Zu Marlen Haushofer hat Gedeck früh gefunden: „Als Jugendliche schon hat mir meine Mutter ‚Die Wand‘ geschenkt. Beim Dreh habe ich ihr gesamtes Werk gelesen. Auch die Kurzgeschichten. Alles hängt ja bei ihr zusammen. Ihre Themen finden sich immer wieder. Wie kleine Kaleidoskopstückchen tauchen Teile des einen Buches im nächsten wieder auf. Wenn man das spielen will, muss man sich mit der Schriftstellerin wirklich beschäftigen. Über Stella nur zu wissen, der Mann betrügt sie und sie nimmt ein Mädchen auf, das dann stirbt, genügt nicht.“

Hilfe im Krisenfall

Berichte über (mögliche) Suizide können bei Personen, die sich in einer Krise befinden, die Situation verschlimmern. Die Psychiatrische Soforthilfe bietet unter 01/313 30 rund um die Uhr Rat und Unterstützung im Krisenfall. Die österreichweite Telefonseelsorge ist ebenfalls jederzeit unter 142 gratis zu erreichen.
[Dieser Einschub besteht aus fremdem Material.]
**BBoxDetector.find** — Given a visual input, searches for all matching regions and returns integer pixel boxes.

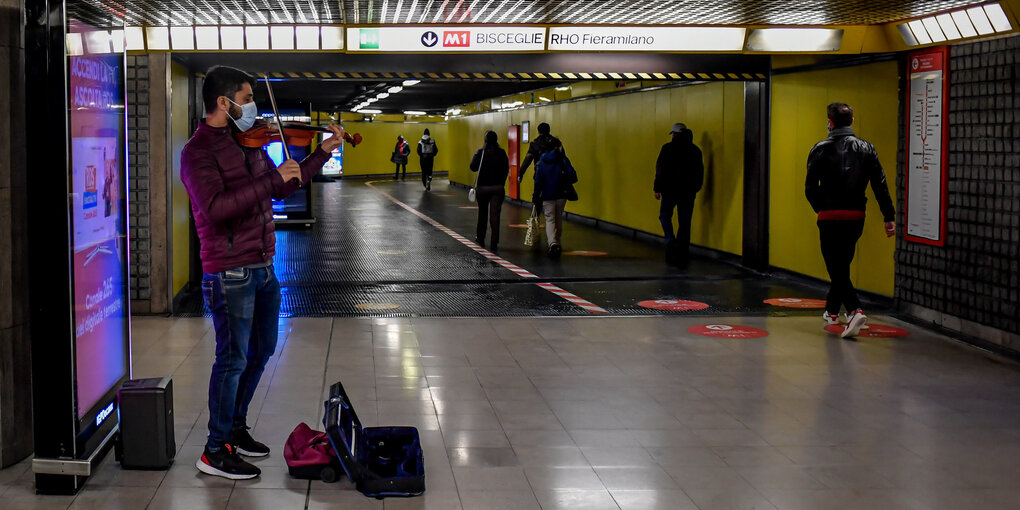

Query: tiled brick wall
[128,55,151,300]
[896,37,1020,340]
Haushofers Kinderbücher wie der legendäre Zweiteiler „Brav sein ist schwer“ und „Schlimm sein ist auch kein Vergnügen“ wurden ebenfalls zu Klassikern. Ihr Gesamtwerk, das stets auch die Rolle der Frau in der Gesellschaft reflektierte, wurde jedoch von Gigantin Ingeborg Bachmann überstrahlt, bis die Frauenbewegung in den 80er Jahren die stille Radikale der österreichischen Literatur in ihrer Bedeutung neu entdeckte.

Ihrer Zeit voraus

Dabei war Haushofer, die 1970 im Alter von nur 49 Jahren an Knochenkrebs starb, ihrer Zeit voraus. Ihr Hauptwerk, „Die Wand“ von 1963, nahm vorweg, was Stephen King erst 2009 in dem später als „Under the Dome“ für Fernsehen adaptierten Roman „Die Arena“ einfiel: die emotionale Eingrenzung der Protagonistin hinter einer unsichtbaren Wand. Regisseur Pölsler wagte sich 2012 an den Stoff, der lange als unverfilmbar galt, und schuf - gleichfalls mit Martina Gedeck in der Titelrolle - eine ambitionierte Heimat-Dystopie, der nun, als Prequel, „Wir töten Stella“ folgte.

Haushofers Novelle von 1958 beschreibt minutiös, wie ein junges Mädchen hinter bürgerlicher Fassade in den Tod getrieben wird. Ein Narrativ, mit dem es die Netflix-Produktion „Tote Mädchen lügen nicht“ erst im März 2017 zur Serienkontroverse des Jahres brachte. Experten warnten vor dem Trittbrettfahrereffekt.

Momente der Irritation

Man spürt, wie die Vorlage den Geist des Widerstands gegen Enge und Doppelmoral der 50er Jahre atmet, als Scheidungen selten waren und Patchwork-Familie ein Fremdwort, als Abtreibung unter strenger Strafe stand, uneheliche Kinder - zumal in der österreichischen Provinz - als Schande galten. Pölsler verlegte das Szenario in die Gegenwart. Rockmusik, Handys und iPads wirken darin wie Fremdkörper aus einer anderen Welt. Als Finale seiner Haushofer-Trilogie hat Pölsler die Verfilmung von „Die Mansarde“ auserkoren. Man darf gespannt sein.